Carolee Schneemann

Biography of Carolee Schneemann

No living artist working today has done more to promote the cause of feminist art than Carolee Schneemann. She sought to give female artists a new aesthetic language that did not emanate from the prevailing male-dominated Abstract Expressionism of the time. Schneemann's body became a source of art production, itself a confrontational medium with which to endorse personal liberation and counteract the oppressive social milieu. She herself never referred to the victimization of woman, rather her work centered on sexuality and female liberation. Her huge leap forward was in making the form of the feminine body into something other than a focus for male desire.
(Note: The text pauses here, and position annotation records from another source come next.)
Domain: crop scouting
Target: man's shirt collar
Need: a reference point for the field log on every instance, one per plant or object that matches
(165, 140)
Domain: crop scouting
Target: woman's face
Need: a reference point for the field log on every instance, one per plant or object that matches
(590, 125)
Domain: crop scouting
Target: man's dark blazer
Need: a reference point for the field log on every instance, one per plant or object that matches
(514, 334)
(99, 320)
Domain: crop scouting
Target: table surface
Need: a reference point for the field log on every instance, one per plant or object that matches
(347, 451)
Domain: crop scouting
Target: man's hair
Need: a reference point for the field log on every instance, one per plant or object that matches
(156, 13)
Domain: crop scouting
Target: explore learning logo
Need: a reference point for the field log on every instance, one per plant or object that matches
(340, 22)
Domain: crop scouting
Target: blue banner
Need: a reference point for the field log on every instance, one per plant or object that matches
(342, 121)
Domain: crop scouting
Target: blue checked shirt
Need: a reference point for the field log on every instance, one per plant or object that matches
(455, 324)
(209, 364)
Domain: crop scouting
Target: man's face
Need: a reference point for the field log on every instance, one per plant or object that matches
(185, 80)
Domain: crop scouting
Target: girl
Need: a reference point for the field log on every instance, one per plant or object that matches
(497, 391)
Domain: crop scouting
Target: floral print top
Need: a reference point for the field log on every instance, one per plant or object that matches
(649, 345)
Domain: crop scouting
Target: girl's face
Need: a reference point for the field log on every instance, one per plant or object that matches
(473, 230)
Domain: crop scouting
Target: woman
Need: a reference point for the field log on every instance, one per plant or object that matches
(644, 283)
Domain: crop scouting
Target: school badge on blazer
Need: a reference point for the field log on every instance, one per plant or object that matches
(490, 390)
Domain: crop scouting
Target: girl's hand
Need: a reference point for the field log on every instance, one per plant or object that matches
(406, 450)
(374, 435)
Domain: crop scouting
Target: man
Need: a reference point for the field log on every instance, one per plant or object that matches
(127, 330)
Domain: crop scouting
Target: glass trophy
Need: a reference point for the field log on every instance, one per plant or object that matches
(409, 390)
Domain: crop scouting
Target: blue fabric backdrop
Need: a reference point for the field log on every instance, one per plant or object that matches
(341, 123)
Born in the USA in 1939, Schneemann started off as a painter but never found the audience she so craved. A move into performance and experimental film, however, kick-started sustained critical interest. Incredibly well connected and respected in the art world, Carolee Schneemann was associated with the Fluxus movement and the Happenings going on in New York in the 50s and 60s. Schneemann's father was a countryside doctor and it is believed that his daily dealings with the travails of the human body helped the artist foster her own free attitude to her own physicality.


The film and photographic work Carolee Schneemann produced caused outrage by showing female genitalia and naked youths frolicking around with pieces of meat, as seen in Meat Joy, 1964. Well honored throughout her career, Schneemann won the Women's Caucus for Art Lifetime Achievement Award in 2011—previously awarded to Georgia O'Keeffe. She has exhibited at many of the largest institutions worldwide including MoMA, New York, the Centre Pompidou, Paris, and the Hamburger Bahnhof Museum in Berlin. A major retrospective will be taking place in the Museum der Moderne Salzburg in Austria in November 2015.